I RIFIUTI RITROVATI IN FONDO AL MARE sono spesso solo la punta dell’iceberg, perché quelli più vecchi sono ormai parte del substrato e attorno a loro capita che si ricreino ecosistemi marini. Come nell’incredibile caso – raccontato nel film – delle auto affondante a Varazze, a 30 chilometri da Genova. Qui, al largo, nel 1970 furono scaricate in mare 1.500 auto (prima bonificate dalla Fiat) distrutte da un’alluvione che devastò il capoluogo ligure. Si pensava di ripopolare di pesce una zona dal fondale fangoso e poco pescoso. Quello che vediamo oggi sul fondale è, però, agghiacciante, ma difficilmente rimovibile proprio per non intaccare l’ecosistema creatosi nei decenni. Nel Mar Ligure vivono anche molti cetacei e balene «che rappresentano “il bello da salvare”, ciò per cui vale la pena lottare ogni giorno», sostiene il filmmaker palermitano.

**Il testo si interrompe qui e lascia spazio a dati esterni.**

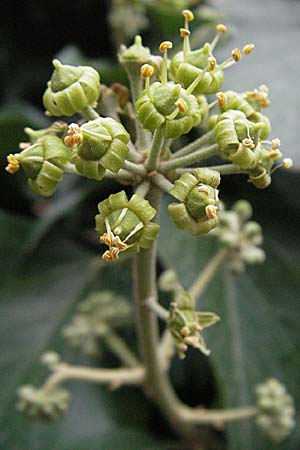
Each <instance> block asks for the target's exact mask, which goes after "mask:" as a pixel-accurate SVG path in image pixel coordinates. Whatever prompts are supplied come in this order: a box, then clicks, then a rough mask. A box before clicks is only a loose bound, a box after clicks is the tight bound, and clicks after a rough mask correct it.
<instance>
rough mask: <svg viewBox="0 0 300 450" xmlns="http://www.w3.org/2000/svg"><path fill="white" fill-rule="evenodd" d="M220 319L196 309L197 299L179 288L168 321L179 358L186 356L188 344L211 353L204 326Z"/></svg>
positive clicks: (208, 312)
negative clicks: (210, 352)
mask: <svg viewBox="0 0 300 450" xmlns="http://www.w3.org/2000/svg"><path fill="white" fill-rule="evenodd" d="M219 319H220V318H219V317H218V316H217V315H216V314H214V313H211V312H197V311H195V300H194V299H193V298H192V297H191V296H190V295H189V294H188V293H187V292H185V291H184V290H182V289H179V290H178V291H177V292H176V294H175V299H174V301H173V302H172V303H171V305H170V315H169V319H168V322H167V326H168V329H169V330H170V332H171V335H172V337H173V340H174V343H175V345H176V349H177V352H178V356H179V358H180V359H184V358H185V353H186V351H187V349H188V346H191V347H193V348H196V349H199V350H200V351H201V352H202V353H204V354H205V355H209V354H210V351H209V350H208V349H207V347H206V344H205V341H204V339H203V337H202V335H201V332H202V330H203V328H206V327H209V326H211V325H213V324H214V323H216V322H217V321H218V320H219Z"/></svg>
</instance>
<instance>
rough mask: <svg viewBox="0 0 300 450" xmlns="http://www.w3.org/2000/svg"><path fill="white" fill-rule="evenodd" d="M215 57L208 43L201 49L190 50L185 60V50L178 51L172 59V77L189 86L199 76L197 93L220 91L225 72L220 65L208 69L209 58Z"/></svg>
mask: <svg viewBox="0 0 300 450" xmlns="http://www.w3.org/2000/svg"><path fill="white" fill-rule="evenodd" d="M210 58H213V54H212V51H211V45H210V44H209V43H206V44H205V45H204V46H203V47H202V48H201V49H199V50H194V51H191V52H189V55H188V57H187V60H185V57H184V52H179V53H177V54H176V55H175V56H174V57H173V58H172V60H171V64H170V75H171V78H172V79H173V80H174V81H176V82H179V83H181V84H182V86H183V87H184V88H188V87H189V86H190V85H191V84H192V83H193V82H194V81H195V80H196V78H197V77H199V82H198V84H197V85H196V87H195V89H194V91H193V92H194V94H195V95H201V94H214V93H216V92H218V91H219V90H220V89H221V87H222V84H223V81H224V72H223V70H221V69H220V68H218V65H216V66H215V68H214V69H213V70H211V71H208V70H207V69H208V67H209V60H210Z"/></svg>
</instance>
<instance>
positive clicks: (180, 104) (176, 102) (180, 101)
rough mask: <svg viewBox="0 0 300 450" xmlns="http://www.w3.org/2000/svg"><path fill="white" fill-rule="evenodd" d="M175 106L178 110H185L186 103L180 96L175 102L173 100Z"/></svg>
mask: <svg viewBox="0 0 300 450" xmlns="http://www.w3.org/2000/svg"><path fill="white" fill-rule="evenodd" d="M175 106H176V108H178V110H179V112H185V111H186V110H187V105H186V103H185V102H184V101H183V100H182V98H179V99H178V100H177V101H176V102H175Z"/></svg>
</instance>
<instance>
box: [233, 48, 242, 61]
mask: <svg viewBox="0 0 300 450" xmlns="http://www.w3.org/2000/svg"><path fill="white" fill-rule="evenodd" d="M231 56H232V58H233V59H234V60H235V62H238V61H239V60H240V59H241V56H242V55H241V51H240V49H239V48H234V49H233V50H232V52H231Z"/></svg>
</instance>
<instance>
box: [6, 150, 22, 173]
mask: <svg viewBox="0 0 300 450" xmlns="http://www.w3.org/2000/svg"><path fill="white" fill-rule="evenodd" d="M7 162H8V165H7V166H6V167H5V170H6V171H7V172H8V173H10V174H11V175H13V174H14V173H16V172H17V171H18V170H19V169H20V164H19V161H18V160H17V158H16V157H15V155H13V154H10V155H8V156H7Z"/></svg>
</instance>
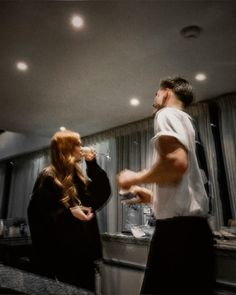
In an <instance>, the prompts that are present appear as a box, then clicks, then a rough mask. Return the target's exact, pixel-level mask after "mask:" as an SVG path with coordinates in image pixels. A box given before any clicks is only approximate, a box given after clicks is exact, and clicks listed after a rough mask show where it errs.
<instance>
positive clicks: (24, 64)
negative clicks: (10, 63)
mask: <svg viewBox="0 0 236 295" xmlns="http://www.w3.org/2000/svg"><path fill="white" fill-rule="evenodd" d="M16 67H17V69H18V70H19V71H22V72H25V71H27V70H28V65H27V63H25V62H24V61H18V62H17V63H16Z"/></svg>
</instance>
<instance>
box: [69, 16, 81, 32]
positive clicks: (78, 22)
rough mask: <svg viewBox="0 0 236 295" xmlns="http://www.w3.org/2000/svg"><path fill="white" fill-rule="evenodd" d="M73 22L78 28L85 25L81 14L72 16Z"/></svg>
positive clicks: (72, 21)
mask: <svg viewBox="0 0 236 295" xmlns="http://www.w3.org/2000/svg"><path fill="white" fill-rule="evenodd" d="M71 24H72V26H73V27H74V28H76V29H80V28H82V27H83V25H84V20H83V19H82V17H81V16H79V15H74V16H73V17H72V18H71Z"/></svg>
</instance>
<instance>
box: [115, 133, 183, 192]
mask: <svg viewBox="0 0 236 295" xmlns="http://www.w3.org/2000/svg"><path fill="white" fill-rule="evenodd" d="M157 144H158V146H157V147H156V148H158V151H159V155H160V156H159V158H158V159H157V162H156V163H154V165H153V166H152V167H151V168H150V169H147V170H143V171H140V172H133V171H130V170H124V171H122V172H121V173H120V174H119V176H118V184H119V186H120V187H124V188H128V187H130V186H131V185H137V184H141V183H158V184H160V185H162V184H175V183H177V182H179V181H180V180H181V178H182V176H183V174H184V173H185V171H186V170H187V167H188V154H187V151H186V149H185V147H184V146H183V145H182V144H181V143H180V142H179V141H178V140H177V139H176V138H175V137H172V136H161V137H160V138H159V140H158V142H157Z"/></svg>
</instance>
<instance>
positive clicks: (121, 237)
mask: <svg viewBox="0 0 236 295" xmlns="http://www.w3.org/2000/svg"><path fill="white" fill-rule="evenodd" d="M101 237H102V240H103V241H111V242H112V241H113V242H119V243H129V244H137V245H145V246H146V245H149V244H150V241H151V236H150V235H149V236H144V237H141V238H135V237H134V236H133V235H132V234H131V233H130V234H123V233H103V234H101ZM215 247H216V249H219V250H231V251H236V240H235V239H231V240H230V239H229V240H227V239H215Z"/></svg>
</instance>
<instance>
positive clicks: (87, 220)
mask: <svg viewBox="0 0 236 295" xmlns="http://www.w3.org/2000/svg"><path fill="white" fill-rule="evenodd" d="M70 211H71V213H72V215H73V216H74V217H75V218H77V219H79V220H82V221H89V220H91V219H92V218H93V216H94V214H93V213H92V208H90V207H84V206H75V207H72V208H70Z"/></svg>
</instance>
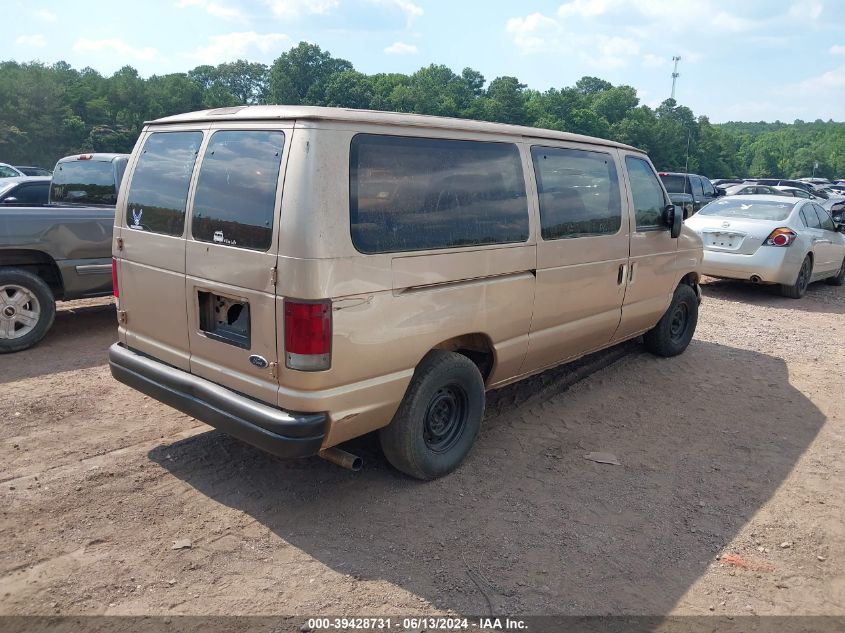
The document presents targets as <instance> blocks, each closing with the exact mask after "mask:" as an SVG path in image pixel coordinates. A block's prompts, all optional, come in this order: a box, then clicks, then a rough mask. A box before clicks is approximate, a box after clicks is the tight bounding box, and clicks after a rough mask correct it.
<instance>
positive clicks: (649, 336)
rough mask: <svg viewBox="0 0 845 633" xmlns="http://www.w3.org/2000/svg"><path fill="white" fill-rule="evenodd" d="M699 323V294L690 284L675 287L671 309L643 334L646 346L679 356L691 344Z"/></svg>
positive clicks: (667, 355) (668, 355)
mask: <svg viewBox="0 0 845 633" xmlns="http://www.w3.org/2000/svg"><path fill="white" fill-rule="evenodd" d="M697 324H698V296H697V295H696V294H695V290H693V289H692V288H691V287H690V286H688V285H686V284H681V285H680V286H678V287H677V288H675V294H674V295H673V297H672V303H671V304H669V309H668V310H666V312H665V313H664V314H663V316H662V317H661V318H660V321H658V322H657V325H655V326H654V327H653V328H652V329H650V330H649V331H648V332H646V333H645V335H644V336H643V340H644V341H645V346H646V348H647V349H648V351H650V352H651V353H652V354H657V355H658V356H666V357H670V356H677V355H678V354H680V353H682V352H683V351H684V350H685V349H686V348H687V346H688V345H689V343H690V341H691V340H692V335H693V334H695V326H696V325H697Z"/></svg>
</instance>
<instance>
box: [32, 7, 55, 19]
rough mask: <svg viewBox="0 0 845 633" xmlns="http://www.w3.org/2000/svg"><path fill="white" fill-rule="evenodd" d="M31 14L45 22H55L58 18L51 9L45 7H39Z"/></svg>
mask: <svg viewBox="0 0 845 633" xmlns="http://www.w3.org/2000/svg"><path fill="white" fill-rule="evenodd" d="M32 15H34V16H35V17H36V18H38V19H39V20H44V21H45V22H55V21H56V20H58V16H57V15H56V14H55V13H53V12H52V11H48V10H47V9H39V10H38V11H36V12H35V13H33V14H32Z"/></svg>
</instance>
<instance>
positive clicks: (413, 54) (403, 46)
mask: <svg viewBox="0 0 845 633" xmlns="http://www.w3.org/2000/svg"><path fill="white" fill-rule="evenodd" d="M384 52H385V53H387V54H388V55H416V54H417V53H419V50H417V47H416V46H414V45H413V44H405V42H393V44H391V45H390V46H388V47H387V48H385V49H384Z"/></svg>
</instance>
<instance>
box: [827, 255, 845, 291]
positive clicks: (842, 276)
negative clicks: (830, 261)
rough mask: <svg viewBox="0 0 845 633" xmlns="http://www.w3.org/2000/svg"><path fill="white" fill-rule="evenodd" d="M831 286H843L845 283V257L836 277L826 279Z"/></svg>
mask: <svg viewBox="0 0 845 633" xmlns="http://www.w3.org/2000/svg"><path fill="white" fill-rule="evenodd" d="M825 281H826V282H827V283H829V284H830V285H831V286H841V285H842V284H845V259H843V260H842V265H841V266H840V267H839V272H838V273H837V274H836V276H835V277H828V278H827V279H825Z"/></svg>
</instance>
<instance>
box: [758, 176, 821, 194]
mask: <svg viewBox="0 0 845 633" xmlns="http://www.w3.org/2000/svg"><path fill="white" fill-rule="evenodd" d="M745 182H748V183H755V184H758V185H767V186H769V187H798V188H799V189H803V190H804V191H808V192H810V193H813V192H815V187H813V185H811V184H810V183H808V182H802V181H800V180H785V179H781V178H747V179H746V180H745Z"/></svg>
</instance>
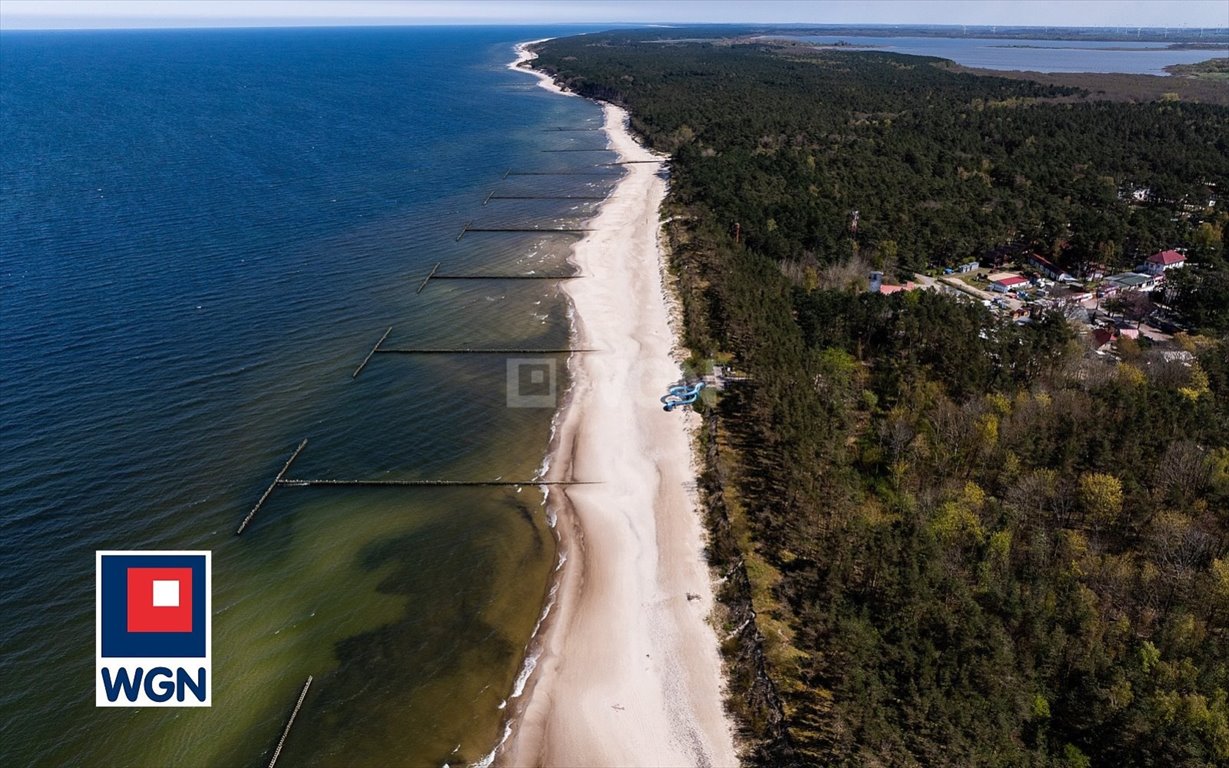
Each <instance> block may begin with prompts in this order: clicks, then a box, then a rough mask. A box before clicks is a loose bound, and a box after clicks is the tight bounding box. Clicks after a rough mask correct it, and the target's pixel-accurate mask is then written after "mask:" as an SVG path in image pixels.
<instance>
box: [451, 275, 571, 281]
mask: <svg viewBox="0 0 1229 768" xmlns="http://www.w3.org/2000/svg"><path fill="white" fill-rule="evenodd" d="M580 276H583V275H565V274H559V275H552V274H542V275H528V274H526V275H435V279H436V280H575V279H578V278H580Z"/></svg>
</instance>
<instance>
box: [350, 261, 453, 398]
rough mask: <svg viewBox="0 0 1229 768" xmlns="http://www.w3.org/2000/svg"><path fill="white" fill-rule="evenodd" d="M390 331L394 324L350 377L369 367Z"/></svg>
mask: <svg viewBox="0 0 1229 768" xmlns="http://www.w3.org/2000/svg"><path fill="white" fill-rule="evenodd" d="M436 267H439V264H436ZM431 272H433V273H434V270H431ZM423 284H424V285H425V284H426V280H423ZM418 290H423V289H422V288H419V289H418ZM390 333H392V326H388V329H387V331H385V334H383V335H382V337H380V340H379V342H376V345H375V347H372V348H371V351H369V353H367V356H366V358H364V359H363V362H360V364H359V367H356V369H354V372H353V374H350V378H358V377H359V374H361V372H363V369H365V367H367V362H369V361H370V360H371V355H374V354H376V353H377V351H380V345H381V344H383V340H385V339H387V338H388V334H390Z"/></svg>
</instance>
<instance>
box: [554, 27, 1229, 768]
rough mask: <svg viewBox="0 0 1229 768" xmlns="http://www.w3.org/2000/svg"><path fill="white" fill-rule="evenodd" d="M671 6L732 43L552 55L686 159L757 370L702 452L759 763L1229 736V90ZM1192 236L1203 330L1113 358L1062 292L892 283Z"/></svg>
mask: <svg viewBox="0 0 1229 768" xmlns="http://www.w3.org/2000/svg"><path fill="white" fill-rule="evenodd" d="M669 34H670V36H671V37H672V38H675V41H680V39H692V41H697V39H698V42H662V39H661V38H662V37H664V33H662V32H660V31H659V32H618V33H607V34H597V36H583V37H573V38H560V39H556V41H551V42H547V43H544V44H541V45H540V47H538V53H540V58H538V59H537V61H536V65H537V66H540V68H541V69H543V70H544V71H547V72H551V74H553V75H554V76H556V77H557V79H558V80H559V81H562V82H563V84H565V85H568V86H569V87H571V88H573V90H575V91H578V92H580V93H583V95H586V96H591V97H596V98H602V100H606V101H611V102H614V103H618V104H623V106H626V107H628V108H629V111H630V114H632V123H633V127H634V128H635V129H637V130H638V131H639V133H640V134H642V135H643V136H644V138H645V139H646V140H648V141H649V143H650V144H651V145H653V146H654V147H656V149H659V150H662V151H667V152H670V154H671V156H672V162H671V193H670V199H669V203H667V205H669V210H667V213H669V214H670V217H669V224H667V226H666V233H667V237H669V241H670V245H671V258H672V267H673V270H675V273H676V275H677V279H678V288H680V291H681V295H682V299H683V312H685V326H686V342H687V345H688V348H689V349H691V350H692V353H693V355H694V359H693V364H694V365H696V366H697V367H699V366H702V365H704V362H703V361H704V360H714V359H715V360H721V361H723V362H728V364H730V365H732V366H734V367H736V369H737V370H739V371H740V372H745V374H746V377H747V378H748V380H750V381H744V382H739V383H734V385H731V386H730V387H728V390H726V391H725V392H724V393H723V394H721V396H720V398H719V399H718V401H717V403H715V404H714V406H710V407H709V408H708V409H707V412H705V428H704V435H703V437H704V441H705V449H707V458H708V461H707V467H705V471H704V474H703V477H702V487H703V490H704V493H705V498H707V500H708V507H709V528H710V537H712V541H710V559H712V562H713V563H714V565H715V568H718V569H719V570H720V573H721V575H723V576H725V578H724V579H723V581H721V587H720V589H721V595H720V596H721V600H723V603H724V605H725V612H724V613H723V616H721V622H723V627H721V628H720V630H721V637H724V638H726V641H725V646H726V648H725V651H726V657H728V661H729V665H730V670H729V681H730V692H729V707H730V709H731V711H734V713H735V715H736V716H737V718H739V721H740V725H741V727H742V737H744V742H745V745H746V757H747V759H748V762H750V763H752V764H763V766H787V764H798V766H801V764H809V766H811V764H823V766H917V764H925V766H971V764H978V766H1056V767H1057V766H1063V767H1072V768H1074V767H1086V766H1213V764H1225V763H1227V762H1229V437H1227V435H1229V338H1227V334H1229V313H1227V312H1225V307H1227V306H1229V278H1227V274H1229V265H1227V262H1225V248H1224V229H1225V222H1227V216H1225V214H1224V213H1219V211H1220V210H1222V209H1223V206H1224V205H1225V203H1224V202H1223V200H1217V199H1215V198H1217V195H1218V194H1220V195H1223V194H1224V190H1225V189H1229V109H1225V108H1223V107H1218V106H1213V104H1193V103H1186V102H1184V101H1172V100H1170V101H1156V102H1148V103H1123V102H1110V101H1099V100H1096V98H1090V95H1089V93H1088V92H1086V91H1082V90H1079V88H1075V87H1068V86H1062V85H1054V84H1042V82H1036V81H1032V80H1027V79H1013V77H1000V76H983V75H976V74H971V72H967V71H954V70H951V69H950V68H949V66H948V65H946V64H945V63H943V61H939V60H936V59H925V58H919V57H902V55H896V54H886V53H878V52H857V53H854V52H841V50H823V52H815V50H799V49H798V48H796V47H787V48H782V47H774V45H769V44H762V43H734V44H731V43H730V42H728V41H723V39H718V38H713V39H704V38H712V37H713V32H712V31H696V29H670V31H669ZM1136 189H1147V190H1148V194H1147V195H1144V197H1145V199H1144V200H1143V202H1141V200H1137V199H1134V198H1133V195H1132V190H1136ZM1209 202H1215V203H1219V205H1217V204H1213V205H1211V206H1209V205H1208V203H1209ZM853 211H858V213H857V216H855V215H854V214H853ZM854 222H857V226H854ZM1172 247H1181V248H1184V249H1186V252H1187V254H1188V258H1190V264H1188V267H1187V268H1186V269H1185V270H1182V276H1181V279H1175V283H1176V284H1177V288H1176V289H1175V290H1174V291H1172V296H1171V299H1169V301H1170V302H1171V304H1172V307H1171V308H1172V311H1174V312H1175V313H1179V315H1180V316H1182V317H1184V318H1185V321H1186V324H1188V326H1190V327H1191V328H1192V329H1193V331H1195V332H1192V333H1180V334H1177V335H1176V337H1175V339H1174V342H1172V343H1171V344H1170V345H1168V347H1160V345H1152V344H1150V343H1149V342H1147V340H1129V342H1121V343H1120V344H1118V347H1117V353H1116V355H1113V356H1099V355H1094V354H1091V353H1090V350H1089V345H1088V343H1086V342H1085V340H1084V339H1083V338H1082V337H1079V335H1078V334H1077V332H1075V331H1074V329H1073V328H1072V327H1070V326H1069V324H1068V322H1067V319H1066V318H1064V317H1063V316H1061V315H1059V313H1057V312H1053V313H1046V312H1037V313H1035V315H1034V317H1032V318H1031V322H1029V323H1023V324H1021V323H1016V322H1014V321H1013V318H1010V317H1009V316H1004V315H999V313H994V312H992V311H991V310H989V308H987V307H983V306H982V305H981V304H976V302H967V301H962V300H960V299H954V297H951V296H948V295H943V294H938V292H928V291H913V292H903V291H902V292H898V294H893V295H891V296H882V295H879V294H870V292H868V291H865V272H866V270H869V269H871V268H875V269H879V270H882V272H886V273H889V275H891V276H897V278H902V279H903V278H907V276H909V275H911V274H912V273H913V272H916V270H923V269H927V268H934V267H941V265H945V264H956V263H961V262H964V261H970V259H978V258H981V257H983V256H984V254H987V253H991V252H994V251H997V249H1002V248H1011V249H1019V251H1020V252H1029V251H1031V252H1036V253H1041V254H1045V256H1046V257H1048V258H1053V259H1057V261H1061V262H1063V263H1069V264H1073V265H1078V264H1085V263H1097V264H1105V265H1106V267H1111V268H1131V267H1133V265H1134V264H1137V263H1139V262H1141V261H1143V258H1144V257H1145V256H1148V254H1149V253H1152V252H1154V251H1158V249H1161V248H1172Z"/></svg>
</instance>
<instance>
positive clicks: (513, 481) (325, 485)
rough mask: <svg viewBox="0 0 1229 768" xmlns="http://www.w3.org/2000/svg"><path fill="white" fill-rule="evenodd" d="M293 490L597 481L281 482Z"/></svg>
mask: <svg viewBox="0 0 1229 768" xmlns="http://www.w3.org/2000/svg"><path fill="white" fill-rule="evenodd" d="M281 484H283V485H288V487H294V488H329V487H334V488H336V487H348V488H386V487H387V488H420V487H473V488H478V487H505V485H596V484H599V482H597V480H393V479H387V480H385V479H379V480H281Z"/></svg>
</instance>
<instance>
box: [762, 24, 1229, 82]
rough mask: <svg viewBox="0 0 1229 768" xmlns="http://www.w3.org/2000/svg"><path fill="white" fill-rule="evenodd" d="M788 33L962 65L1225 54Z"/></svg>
mask: <svg viewBox="0 0 1229 768" xmlns="http://www.w3.org/2000/svg"><path fill="white" fill-rule="evenodd" d="M773 37H789V38H790V39H799V41H805V42H807V43H816V44H820V45H833V44H837V43H846V44H847V45H843V48H844V49H847V50H864V49H873V50H884V52H886V53H907V54H912V55H922V57H939V58H941V59H951V60H952V61H955V63H956V64H962V65H965V66H977V68H982V69H998V70H1031V71H1039V72H1123V74H1129V75H1165V74H1168V72H1165V68H1166V66H1170V65H1171V64H1197V63H1200V61H1206V60H1208V59H1214V58H1219V57H1229V47H1227V48H1222V49H1208V50H1184V49H1172V48H1168V47H1166V45H1165V43H1155V42H1153V43H1127V42H1121V41H1113V42H1107V41H1078V42H1073V41H1041V39H994V38H978V37H956V38H951V37H860V36H858V37H854V36H848V34H847V36H830V34H798V36H773Z"/></svg>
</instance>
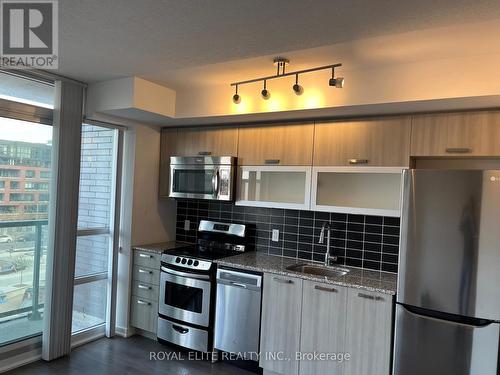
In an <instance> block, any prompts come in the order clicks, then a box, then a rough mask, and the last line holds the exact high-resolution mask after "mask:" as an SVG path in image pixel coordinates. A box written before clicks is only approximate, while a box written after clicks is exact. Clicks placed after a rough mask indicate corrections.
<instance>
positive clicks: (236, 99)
mask: <svg viewBox="0 0 500 375" xmlns="http://www.w3.org/2000/svg"><path fill="white" fill-rule="evenodd" d="M235 89H236V90H235V92H234V95H233V103H234V104H239V103H240V102H241V96H239V95H238V85H236V87H235Z"/></svg>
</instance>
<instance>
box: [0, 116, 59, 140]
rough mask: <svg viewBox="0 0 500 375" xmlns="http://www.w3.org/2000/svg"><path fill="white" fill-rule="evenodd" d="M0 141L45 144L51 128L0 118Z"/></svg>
mask: <svg viewBox="0 0 500 375" xmlns="http://www.w3.org/2000/svg"><path fill="white" fill-rule="evenodd" d="M0 139H5V140H9V141H22V142H31V143H44V144H47V143H48V142H49V141H51V140H52V126H50V125H41V124H37V123H32V122H27V121H20V120H13V119H9V118H5V117H0Z"/></svg>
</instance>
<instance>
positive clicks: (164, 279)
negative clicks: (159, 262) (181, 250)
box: [158, 266, 212, 327]
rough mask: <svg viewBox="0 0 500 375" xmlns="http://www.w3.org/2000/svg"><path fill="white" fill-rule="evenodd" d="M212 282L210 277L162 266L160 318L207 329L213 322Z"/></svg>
mask: <svg viewBox="0 0 500 375" xmlns="http://www.w3.org/2000/svg"><path fill="white" fill-rule="evenodd" d="M211 287H212V285H211V280H210V276H209V275H205V274H196V273H189V272H181V271H177V270H173V269H170V268H167V267H164V266H162V267H161V273H160V301H159V304H158V310H159V313H160V314H161V315H164V316H166V317H169V318H172V319H177V320H181V321H183V322H186V323H191V324H196V325H200V326H203V327H208V325H209V322H210V293H211Z"/></svg>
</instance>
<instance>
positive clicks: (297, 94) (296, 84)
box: [292, 83, 304, 95]
mask: <svg viewBox="0 0 500 375" xmlns="http://www.w3.org/2000/svg"><path fill="white" fill-rule="evenodd" d="M292 88H293V91H294V92H295V94H296V95H300V94H302V93H303V92H304V88H303V87H302V86H301V85H299V84H298V83H296V84H295V85H293V87H292Z"/></svg>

IL PROGETTO DI ABYSS CLEAN UP, che nel frattempo si è pure strutturato come associazione, è iniziato nel 2019: le riprese del documentario sono partite nel 2020 ma il Covid ha rallentato il tutto. Alla fine di giugno 2023, gli scienziati del Cnr con Martina Pierdomenico hanno aiutato il regista nella sua missione: un’esplorazione sottomarina a 600 metri nello Stretto di Messina, che partisse da una solida base scientifica. «Non potevo andare a cercare immondizia alla cieca non ci sarei riuscito. Il lavoro di squadra è stato un arricchimento per tutti», spiega Igor D’India.
LE DISCARICHE MARINE NON SONO tutte uguali «ma qualunque oggetto che hai avuto nella vita una volta in mano lo ritrovi in mare, mare che dobbiamo difendere da noi stessi, da una civiltà autodistruttiva».
IL FILM NASCE PER SENSIBILIZZARE il pubblico sull’inquinamento dei fondali marini e le possibili tecniche-strategie per combatterlo. Ci sono i rimedi? «Entro i 40 metri possiamo più facilmente intervenire, ma se parliamo di grandi profondità ora non ci sono rimedi per recuperare i rifiuti. Pulire non dà profitto ed è un’operazione costosa. Se la tecnologia esiste, è in mano a chi fa altro ovvero infrastrutture marine, sia per il gas o internet. Se riuscissimo un giorno a intervenire in modo capillare, si dovrà valutare di non fare ulteriori danni e calcolare l’impatto di emissioni di Co2 delle navi impiegate. L’importante è gestire i rifiuti a terra, perché quello che buttiamo in acqua ci torna indietro come distruzione dell’ambiente, della salute e degli alimenti. Bisogna formare le nuove generazioni sull’importanza e il rispetto dei fondali marini, spiegando come davvero siamo tutti connessi».
LA LINEA NARRATIVA E IL TAGLIO registico avventuroso del documentario vogliono coinvolgere un pubblico giovane e giovanissimo. Per Igor D’India, i concetti di esplorazione e avventura sono fondamentali: «Sono affascinanti e vi ho fondato tutta la vita, talmente ero catturato dalle imprese di Messner e di Bonatti. Del mare, la coperta blu, si sa pochissimo, avventurarsi in questo ambiente dove a volte sei il primo è indescrivibile». Ma esiste una luce alla fine del tunnel? «Da siciliano, nato nel 1984 e cresciuto nella Palermo delle stragi di mafia, del maxiprocesso, dell’omicidio di Falcone e Borsellino, se non credessi nella luce fuori dal tunnel sarei finito. D’altronde era lo stesso Falcone a dire che la mafia aveva come tutti i fenomeni un inizio e una fine. E, allora, perché non dovrebbe finire questa tendenza all’inquinamento forsennato? Abbiamo l’obbligo di crederci».